Soviet law bars the formal teaching of religious practice or thought to anyone below the age of 18. There was not one person identifiably below middle age at the service for the Feast of the White Moon.
"Under the czar there were more monks, but the situation was different then," said the bandido hambo. "Now education is secular, while in former times people went to Buddhist schools."
In all the Soviet Union, there is only one other monastery, in the Chita region east of Buryatia. In addition, there are six young novice lamas being trained in the Mongolian capital of Ulan Bator, less than 300 miles from here. "We are pleased by that," said the bandido.

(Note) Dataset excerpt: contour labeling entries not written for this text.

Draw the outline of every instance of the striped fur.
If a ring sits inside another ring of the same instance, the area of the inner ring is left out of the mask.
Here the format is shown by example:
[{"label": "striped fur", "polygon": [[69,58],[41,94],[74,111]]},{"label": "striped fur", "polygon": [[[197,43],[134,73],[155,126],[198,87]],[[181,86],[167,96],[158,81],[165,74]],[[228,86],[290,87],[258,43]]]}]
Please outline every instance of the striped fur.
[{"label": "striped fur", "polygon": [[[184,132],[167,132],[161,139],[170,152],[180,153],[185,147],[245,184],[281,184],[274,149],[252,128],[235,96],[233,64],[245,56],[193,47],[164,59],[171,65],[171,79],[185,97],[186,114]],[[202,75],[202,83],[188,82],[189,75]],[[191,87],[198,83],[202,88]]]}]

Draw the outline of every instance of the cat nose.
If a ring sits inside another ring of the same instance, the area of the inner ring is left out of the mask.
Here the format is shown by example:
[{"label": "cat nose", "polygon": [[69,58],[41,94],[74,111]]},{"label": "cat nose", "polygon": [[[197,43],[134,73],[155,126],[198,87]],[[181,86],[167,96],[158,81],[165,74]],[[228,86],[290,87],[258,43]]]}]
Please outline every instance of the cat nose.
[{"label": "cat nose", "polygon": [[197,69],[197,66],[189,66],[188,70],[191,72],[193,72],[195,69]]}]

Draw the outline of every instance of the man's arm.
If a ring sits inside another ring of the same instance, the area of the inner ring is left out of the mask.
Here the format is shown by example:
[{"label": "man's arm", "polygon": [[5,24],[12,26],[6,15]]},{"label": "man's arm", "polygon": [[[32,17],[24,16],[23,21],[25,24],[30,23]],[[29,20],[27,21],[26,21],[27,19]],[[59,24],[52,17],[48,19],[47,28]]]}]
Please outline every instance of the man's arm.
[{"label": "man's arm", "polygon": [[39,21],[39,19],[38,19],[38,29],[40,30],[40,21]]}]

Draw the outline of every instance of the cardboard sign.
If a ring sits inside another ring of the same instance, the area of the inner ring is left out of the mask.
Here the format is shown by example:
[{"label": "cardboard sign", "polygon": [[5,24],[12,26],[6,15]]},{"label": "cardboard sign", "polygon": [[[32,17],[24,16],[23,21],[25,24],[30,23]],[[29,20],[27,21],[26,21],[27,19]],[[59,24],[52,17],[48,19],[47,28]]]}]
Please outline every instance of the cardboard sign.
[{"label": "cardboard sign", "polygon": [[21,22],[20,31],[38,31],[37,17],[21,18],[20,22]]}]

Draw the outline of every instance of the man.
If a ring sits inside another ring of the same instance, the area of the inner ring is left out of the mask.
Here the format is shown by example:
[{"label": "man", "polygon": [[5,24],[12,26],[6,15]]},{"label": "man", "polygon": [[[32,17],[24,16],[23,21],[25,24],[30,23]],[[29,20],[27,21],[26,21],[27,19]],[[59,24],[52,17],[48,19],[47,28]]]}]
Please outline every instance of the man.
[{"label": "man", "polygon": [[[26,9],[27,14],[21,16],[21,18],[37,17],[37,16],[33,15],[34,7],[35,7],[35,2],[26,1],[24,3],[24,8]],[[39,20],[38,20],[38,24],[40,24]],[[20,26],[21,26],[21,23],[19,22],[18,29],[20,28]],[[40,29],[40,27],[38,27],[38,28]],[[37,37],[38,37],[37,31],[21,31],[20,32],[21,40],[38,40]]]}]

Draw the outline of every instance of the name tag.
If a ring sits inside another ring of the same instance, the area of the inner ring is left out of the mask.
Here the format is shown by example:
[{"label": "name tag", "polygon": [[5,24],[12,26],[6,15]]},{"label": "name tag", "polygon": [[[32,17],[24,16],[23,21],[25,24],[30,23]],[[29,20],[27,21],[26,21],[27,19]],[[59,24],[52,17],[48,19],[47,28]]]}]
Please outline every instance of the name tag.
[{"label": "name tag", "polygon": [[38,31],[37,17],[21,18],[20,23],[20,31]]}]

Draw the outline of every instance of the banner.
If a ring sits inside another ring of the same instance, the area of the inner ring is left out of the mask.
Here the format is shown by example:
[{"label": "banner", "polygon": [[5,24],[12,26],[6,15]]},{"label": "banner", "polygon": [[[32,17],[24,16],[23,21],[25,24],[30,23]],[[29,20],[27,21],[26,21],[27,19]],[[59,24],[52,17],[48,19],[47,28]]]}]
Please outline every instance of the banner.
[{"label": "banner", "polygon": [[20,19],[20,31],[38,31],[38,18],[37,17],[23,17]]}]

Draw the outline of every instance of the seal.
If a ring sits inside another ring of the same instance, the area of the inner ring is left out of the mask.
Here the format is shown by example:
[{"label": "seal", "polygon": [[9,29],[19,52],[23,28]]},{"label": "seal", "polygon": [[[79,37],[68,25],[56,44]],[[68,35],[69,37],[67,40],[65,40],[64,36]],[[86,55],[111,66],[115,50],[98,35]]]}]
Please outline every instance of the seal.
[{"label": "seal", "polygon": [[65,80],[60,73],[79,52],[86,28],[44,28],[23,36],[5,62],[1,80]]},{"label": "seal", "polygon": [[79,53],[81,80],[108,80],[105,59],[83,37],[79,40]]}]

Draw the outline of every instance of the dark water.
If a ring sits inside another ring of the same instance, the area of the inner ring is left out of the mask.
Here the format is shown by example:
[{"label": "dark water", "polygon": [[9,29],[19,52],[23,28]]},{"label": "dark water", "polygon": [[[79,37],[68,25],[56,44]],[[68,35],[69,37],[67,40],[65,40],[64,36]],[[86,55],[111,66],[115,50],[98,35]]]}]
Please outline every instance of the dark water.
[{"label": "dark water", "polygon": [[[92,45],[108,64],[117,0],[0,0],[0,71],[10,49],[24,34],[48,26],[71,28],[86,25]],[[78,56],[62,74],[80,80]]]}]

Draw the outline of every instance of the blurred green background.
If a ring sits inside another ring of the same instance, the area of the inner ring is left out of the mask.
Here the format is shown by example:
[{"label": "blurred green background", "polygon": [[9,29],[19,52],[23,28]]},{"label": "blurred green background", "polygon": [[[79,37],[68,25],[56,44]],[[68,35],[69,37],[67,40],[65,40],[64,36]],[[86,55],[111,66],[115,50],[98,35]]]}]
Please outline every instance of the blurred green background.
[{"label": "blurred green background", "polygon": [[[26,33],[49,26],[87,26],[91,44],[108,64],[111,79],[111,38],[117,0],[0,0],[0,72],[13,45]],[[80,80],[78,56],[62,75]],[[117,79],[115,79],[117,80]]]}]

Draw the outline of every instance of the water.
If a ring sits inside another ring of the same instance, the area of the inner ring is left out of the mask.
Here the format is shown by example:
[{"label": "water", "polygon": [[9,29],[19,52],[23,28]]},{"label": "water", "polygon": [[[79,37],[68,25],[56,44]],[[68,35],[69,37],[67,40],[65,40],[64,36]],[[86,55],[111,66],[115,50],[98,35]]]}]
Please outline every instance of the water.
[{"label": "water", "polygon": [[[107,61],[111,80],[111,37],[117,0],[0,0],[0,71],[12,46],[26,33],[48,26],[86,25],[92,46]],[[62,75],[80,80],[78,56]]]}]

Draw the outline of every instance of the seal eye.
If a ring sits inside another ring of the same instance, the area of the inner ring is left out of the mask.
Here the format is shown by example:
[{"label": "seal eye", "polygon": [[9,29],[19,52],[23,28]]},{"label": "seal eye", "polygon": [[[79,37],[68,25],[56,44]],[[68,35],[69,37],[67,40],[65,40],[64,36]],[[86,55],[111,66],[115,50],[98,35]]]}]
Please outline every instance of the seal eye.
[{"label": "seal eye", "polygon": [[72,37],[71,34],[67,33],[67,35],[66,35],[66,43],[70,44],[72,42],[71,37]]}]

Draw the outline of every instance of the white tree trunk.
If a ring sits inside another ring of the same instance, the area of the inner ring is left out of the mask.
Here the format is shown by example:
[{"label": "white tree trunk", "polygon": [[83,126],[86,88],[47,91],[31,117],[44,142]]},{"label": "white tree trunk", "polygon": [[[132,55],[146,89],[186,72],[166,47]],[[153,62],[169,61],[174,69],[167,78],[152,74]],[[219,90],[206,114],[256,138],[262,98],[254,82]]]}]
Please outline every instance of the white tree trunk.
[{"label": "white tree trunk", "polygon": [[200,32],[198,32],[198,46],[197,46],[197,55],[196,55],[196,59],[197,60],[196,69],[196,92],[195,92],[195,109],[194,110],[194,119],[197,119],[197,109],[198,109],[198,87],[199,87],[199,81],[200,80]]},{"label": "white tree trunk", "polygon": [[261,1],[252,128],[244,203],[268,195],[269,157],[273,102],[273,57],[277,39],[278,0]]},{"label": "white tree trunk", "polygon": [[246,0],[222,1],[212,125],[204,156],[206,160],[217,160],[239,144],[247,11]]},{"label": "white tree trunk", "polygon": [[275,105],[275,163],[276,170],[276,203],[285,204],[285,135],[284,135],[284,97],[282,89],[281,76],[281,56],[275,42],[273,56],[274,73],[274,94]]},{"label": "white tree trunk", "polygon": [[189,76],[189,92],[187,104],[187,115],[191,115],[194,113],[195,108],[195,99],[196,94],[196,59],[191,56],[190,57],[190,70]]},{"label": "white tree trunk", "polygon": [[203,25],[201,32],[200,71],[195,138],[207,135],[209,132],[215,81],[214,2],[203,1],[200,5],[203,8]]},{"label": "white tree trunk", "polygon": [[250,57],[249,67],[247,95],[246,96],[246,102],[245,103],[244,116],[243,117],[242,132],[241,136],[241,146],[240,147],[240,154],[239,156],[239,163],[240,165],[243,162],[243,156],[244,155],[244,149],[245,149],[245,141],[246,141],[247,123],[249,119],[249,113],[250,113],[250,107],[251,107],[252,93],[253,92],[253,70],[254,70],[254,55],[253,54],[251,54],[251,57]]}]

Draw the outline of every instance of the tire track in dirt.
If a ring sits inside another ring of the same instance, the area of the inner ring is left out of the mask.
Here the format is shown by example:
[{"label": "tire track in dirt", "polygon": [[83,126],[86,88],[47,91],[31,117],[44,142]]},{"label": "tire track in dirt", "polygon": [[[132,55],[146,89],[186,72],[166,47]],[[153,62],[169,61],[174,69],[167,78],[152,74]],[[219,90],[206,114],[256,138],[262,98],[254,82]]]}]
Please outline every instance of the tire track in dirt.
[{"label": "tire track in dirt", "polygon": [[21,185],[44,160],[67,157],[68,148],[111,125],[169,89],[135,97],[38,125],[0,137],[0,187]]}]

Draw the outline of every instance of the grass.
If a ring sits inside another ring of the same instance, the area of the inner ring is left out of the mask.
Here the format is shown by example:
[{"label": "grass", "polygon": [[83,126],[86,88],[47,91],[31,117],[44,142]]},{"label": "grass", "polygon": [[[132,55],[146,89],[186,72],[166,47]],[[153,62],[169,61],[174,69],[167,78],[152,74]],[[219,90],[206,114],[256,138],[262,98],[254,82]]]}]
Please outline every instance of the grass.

He then offered a brief history of his own life and hinted along the way how 10,000 lamas became a few hundred during the years of Soviet power, which date here from the early 1920s.
"Our country went through a hard time. You're knowledgeable about that time. The lama community was not uniform. Then, some people could not acept the changes, couldn't understand the new times."
Repression of the Buryat Buddhists began in the late 1920s and culminated a decade later with liquidation of groups of lamas, after an accusation of opposing the revolution and working for the Japanese secret service.
At one point there were no datsans open, the bandido recalled. He was unable to fulfill his holy mission during those years, and found work in a glass factory.
"I functioned, but officially I was not recognized," he said delicately.
During World War II, the Soviet-controlled metamorphosis from a man of holy works to ordinary citizen was completed. He was sent to the front as a soldier, duty which he did not refuse despite his caling.
"This was a defense, a noble cause. There was a motive for my conduct," he said.
Did he slay anyone while at the front?
"I don't know if I have killed someone . . . but I was a good soldier," the lama replied.
After the war, the situation for Buddhists eased. The Ivolgidatsan was built and open worship resumed under the sharp restrictions the Soviets impose on all religious practice. These include a ban on proslytizing and close monitoring of sermons and public statements by religious leaders. Religious leaders frequently speak out in support of official Communist Party doctrine or government views in the manner of such American churchmen as the late Francis Cardinal Spellman Catholic archbishop of New York, or the Rev. Billy Graham.
The government has newer relaxed its vigilant control. In 1973, for example, an internationally known Buddhist scholar and historian, Bidiva, D. Dandaron, was tried and convicted of running an illegal sect for criminal ends under an article of the Soviet code adopted in 1962 during an anti-religious drive by Nikita S. Khrtshchev. Dandaron was sentenced to five years in prison, allegedly for duping members of a Buddhist group he headed which apparently rejected the authority of the official Soviet Buddhist priesthood re represented by the bandido hambo.
TThe pressures on the bandido lama and the flock for which he speaks and acts are clear.
"I want to ask your opinion about the latest development," he said, peering at the correspondents sitting in his conference room at the Ivolgi datsan , sipping his excellent tea and munching his tasty cookies as they probed the mysterious dynamics of religion in an atheist state.
"This is about the neutron bomb, which violates the most sacred right of people to live. Perhaps you are close to the government circles in your country and you could explain about this weapon. . . This is considered the most inhuman and worst weapon ever developed. . ."
And so, he continued for a while in this vein, smoothly expressing the religious concerns of his first master in the service of his second.